Dow (Dov, Dob) Ber (Beer, Berisz, Berush) Meisels (1798 – 17 March 1870) was a Chief Rabbi of Kraków (Cracow) from 1832 and later, Chief Rabbi of Warsaw (from 1856). He was active in the Polish nationalist movement, and was a politician in the Austrian partition of Poland and (later) in the Russian partition. A vocal supporter of Polish-Jewish cooperation, he supported the cause of Polish independence, for which he was persecuted by the Russian government.

==Biography==
Dow Ber Meisels was the son of Isaac from the Silesian town of Szczekociny, and a descendant of Mordecai Maisel of Prague, though the Meisels family came from Kraków's Jewish community; he also lived as a youth in Kamianets-Podilskyi, where his father was a rabbi. After marrying the daughter of the wealthy Solomon Bornstein of Wieliczka, he settled as a banker and rabbi in Kraków. He supported the cause of Polish independence, providing weapons for the insurgents in the November Uprising; some sources even describe him as a Polish patriot or nationalist. In 1832 he would become Kraków's Chief Rabbi, though he was not recognized by the entire community, a considerable part of which adhered to his opponent, Saul Landau. He occupied the Kraków rabbinate for nearly a quarter of a century.

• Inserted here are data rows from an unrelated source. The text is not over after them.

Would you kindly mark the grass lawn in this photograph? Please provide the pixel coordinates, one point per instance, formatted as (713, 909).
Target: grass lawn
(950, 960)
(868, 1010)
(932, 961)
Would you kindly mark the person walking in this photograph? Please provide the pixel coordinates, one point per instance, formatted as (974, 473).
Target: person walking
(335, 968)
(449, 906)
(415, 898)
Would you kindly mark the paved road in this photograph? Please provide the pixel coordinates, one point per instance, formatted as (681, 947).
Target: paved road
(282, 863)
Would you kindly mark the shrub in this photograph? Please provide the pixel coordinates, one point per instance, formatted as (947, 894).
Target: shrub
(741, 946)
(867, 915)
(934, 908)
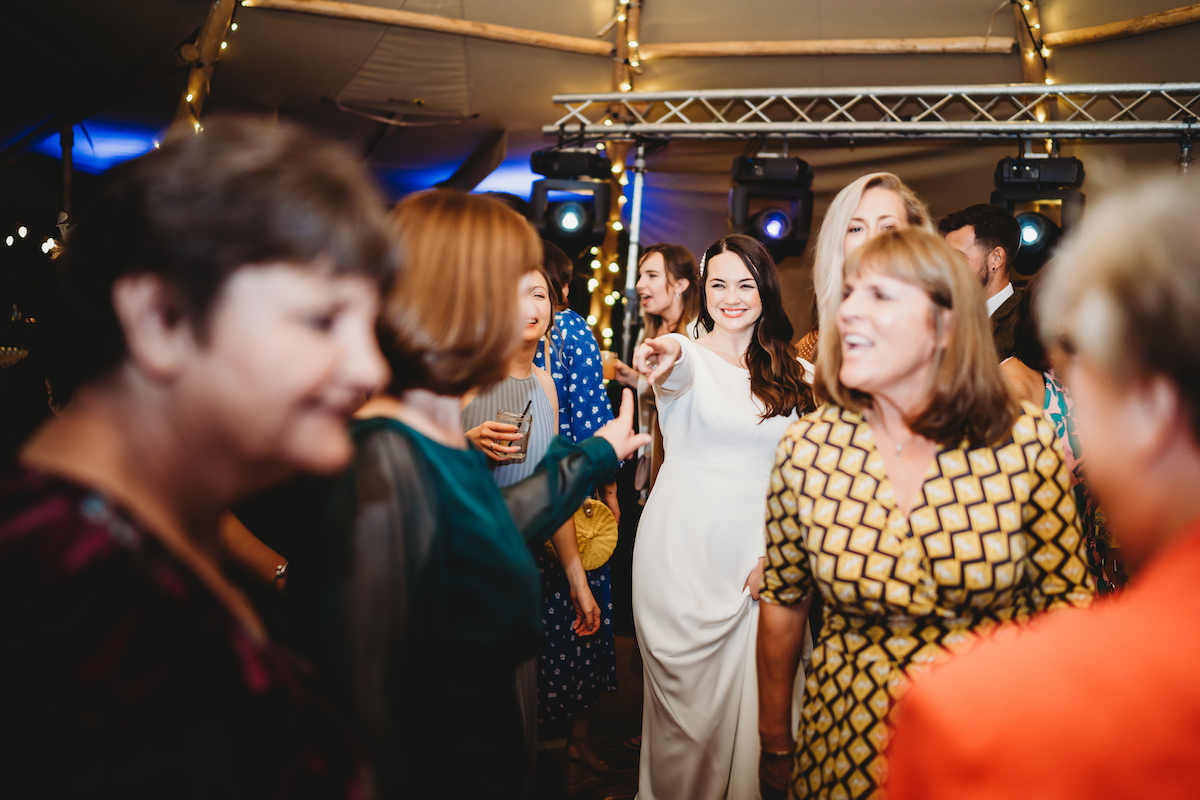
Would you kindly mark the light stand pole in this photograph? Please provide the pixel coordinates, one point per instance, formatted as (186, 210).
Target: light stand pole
(635, 234)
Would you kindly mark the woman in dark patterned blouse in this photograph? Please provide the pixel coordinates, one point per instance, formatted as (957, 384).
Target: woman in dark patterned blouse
(217, 336)
(925, 505)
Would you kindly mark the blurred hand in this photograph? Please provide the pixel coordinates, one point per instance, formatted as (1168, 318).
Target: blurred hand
(627, 374)
(774, 775)
(755, 579)
(491, 438)
(619, 433)
(655, 358)
(587, 612)
(609, 494)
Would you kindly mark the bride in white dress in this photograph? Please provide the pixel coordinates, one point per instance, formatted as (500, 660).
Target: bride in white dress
(724, 403)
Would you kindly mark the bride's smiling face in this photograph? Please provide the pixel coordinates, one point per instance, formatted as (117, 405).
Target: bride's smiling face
(731, 293)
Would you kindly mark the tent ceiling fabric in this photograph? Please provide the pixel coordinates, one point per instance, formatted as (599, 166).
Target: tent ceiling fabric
(291, 64)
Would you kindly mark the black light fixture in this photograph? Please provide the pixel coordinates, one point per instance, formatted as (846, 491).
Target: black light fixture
(783, 229)
(570, 206)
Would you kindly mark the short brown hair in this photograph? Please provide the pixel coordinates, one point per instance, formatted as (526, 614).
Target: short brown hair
(969, 398)
(449, 323)
(1125, 289)
(244, 192)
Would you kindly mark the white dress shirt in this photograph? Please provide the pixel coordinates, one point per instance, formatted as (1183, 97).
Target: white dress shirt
(999, 299)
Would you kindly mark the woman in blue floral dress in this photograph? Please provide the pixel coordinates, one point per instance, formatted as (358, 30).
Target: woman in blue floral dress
(574, 671)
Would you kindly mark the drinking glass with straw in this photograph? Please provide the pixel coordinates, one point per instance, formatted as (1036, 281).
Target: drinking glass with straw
(523, 421)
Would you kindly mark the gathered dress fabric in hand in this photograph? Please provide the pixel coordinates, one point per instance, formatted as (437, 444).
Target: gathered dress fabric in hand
(700, 536)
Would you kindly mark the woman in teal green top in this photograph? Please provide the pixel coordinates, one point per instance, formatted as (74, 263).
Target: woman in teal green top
(420, 595)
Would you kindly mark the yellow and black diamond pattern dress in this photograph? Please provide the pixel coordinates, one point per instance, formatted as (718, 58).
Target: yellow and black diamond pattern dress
(994, 540)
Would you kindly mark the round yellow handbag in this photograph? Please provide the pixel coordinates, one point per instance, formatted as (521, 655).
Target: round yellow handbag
(595, 530)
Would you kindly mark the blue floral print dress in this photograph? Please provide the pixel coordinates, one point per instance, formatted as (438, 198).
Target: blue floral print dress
(573, 671)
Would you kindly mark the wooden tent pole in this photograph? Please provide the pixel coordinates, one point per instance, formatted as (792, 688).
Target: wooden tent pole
(438, 24)
(1146, 24)
(828, 47)
(209, 44)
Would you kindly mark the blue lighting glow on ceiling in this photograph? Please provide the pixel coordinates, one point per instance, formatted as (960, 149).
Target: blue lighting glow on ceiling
(513, 176)
(105, 145)
(399, 182)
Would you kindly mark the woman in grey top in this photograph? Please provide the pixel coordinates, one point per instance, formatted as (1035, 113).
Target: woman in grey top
(529, 386)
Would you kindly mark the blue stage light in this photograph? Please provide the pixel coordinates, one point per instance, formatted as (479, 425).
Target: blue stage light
(771, 226)
(100, 145)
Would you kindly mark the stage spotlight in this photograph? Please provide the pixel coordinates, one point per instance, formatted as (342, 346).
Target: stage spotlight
(570, 217)
(1043, 192)
(771, 226)
(1039, 235)
(1037, 184)
(570, 206)
(785, 230)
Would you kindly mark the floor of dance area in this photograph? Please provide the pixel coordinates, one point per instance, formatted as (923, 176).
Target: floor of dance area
(616, 717)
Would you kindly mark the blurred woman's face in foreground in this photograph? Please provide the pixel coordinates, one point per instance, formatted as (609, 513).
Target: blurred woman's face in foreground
(291, 353)
(888, 341)
(1121, 427)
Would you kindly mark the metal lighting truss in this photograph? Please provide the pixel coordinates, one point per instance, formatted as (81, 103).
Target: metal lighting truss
(1104, 112)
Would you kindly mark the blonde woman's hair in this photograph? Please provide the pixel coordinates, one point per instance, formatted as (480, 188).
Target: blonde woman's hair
(829, 253)
(969, 397)
(1125, 287)
(449, 322)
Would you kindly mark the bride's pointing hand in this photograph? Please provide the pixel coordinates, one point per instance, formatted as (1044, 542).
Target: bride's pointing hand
(755, 579)
(655, 358)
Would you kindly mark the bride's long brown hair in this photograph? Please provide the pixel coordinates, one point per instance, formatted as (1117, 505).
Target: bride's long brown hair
(777, 378)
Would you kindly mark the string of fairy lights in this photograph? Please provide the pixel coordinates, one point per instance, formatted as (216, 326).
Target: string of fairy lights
(607, 258)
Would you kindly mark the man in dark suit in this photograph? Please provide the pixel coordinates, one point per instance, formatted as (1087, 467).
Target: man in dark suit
(988, 236)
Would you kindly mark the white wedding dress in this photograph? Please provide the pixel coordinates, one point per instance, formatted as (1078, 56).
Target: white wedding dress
(701, 534)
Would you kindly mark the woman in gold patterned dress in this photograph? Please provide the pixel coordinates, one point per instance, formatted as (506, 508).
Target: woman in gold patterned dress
(922, 501)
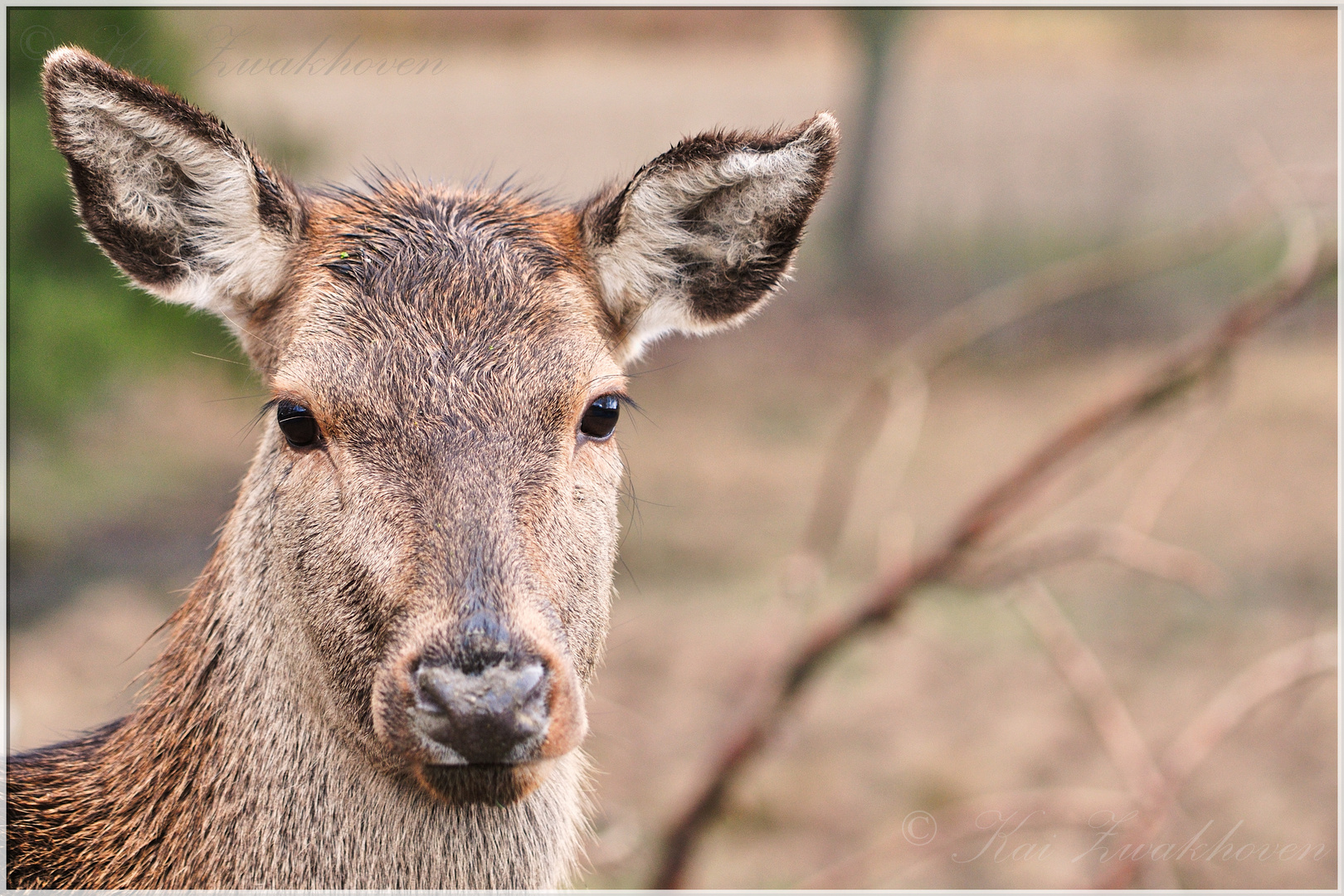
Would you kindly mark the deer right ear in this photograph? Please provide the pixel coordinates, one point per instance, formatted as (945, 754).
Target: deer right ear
(178, 202)
(707, 230)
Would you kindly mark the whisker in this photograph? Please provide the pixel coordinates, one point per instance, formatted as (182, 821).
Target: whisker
(219, 359)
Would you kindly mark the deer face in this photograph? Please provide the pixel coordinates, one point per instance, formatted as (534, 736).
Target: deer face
(433, 508)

Meisels always took a conspicuous part in the civic life of his place of residence; and in the stormy times of 1846 (see Kraków Uprising) he was chosen one of the twelve senators of the Kraków city council. In 1848 he was elected, with the aid of Catholic votes, to represent the city in the provisional Austrian Reichsrath (Austrian parliament), meeting at Kremsier, Vienna. He took his seat among the radicals, and when the president expressed his surprise at seeing a rabbi seated on the "left," Meisels replied, "Juden haben keine Rechte" ("Jews have no right").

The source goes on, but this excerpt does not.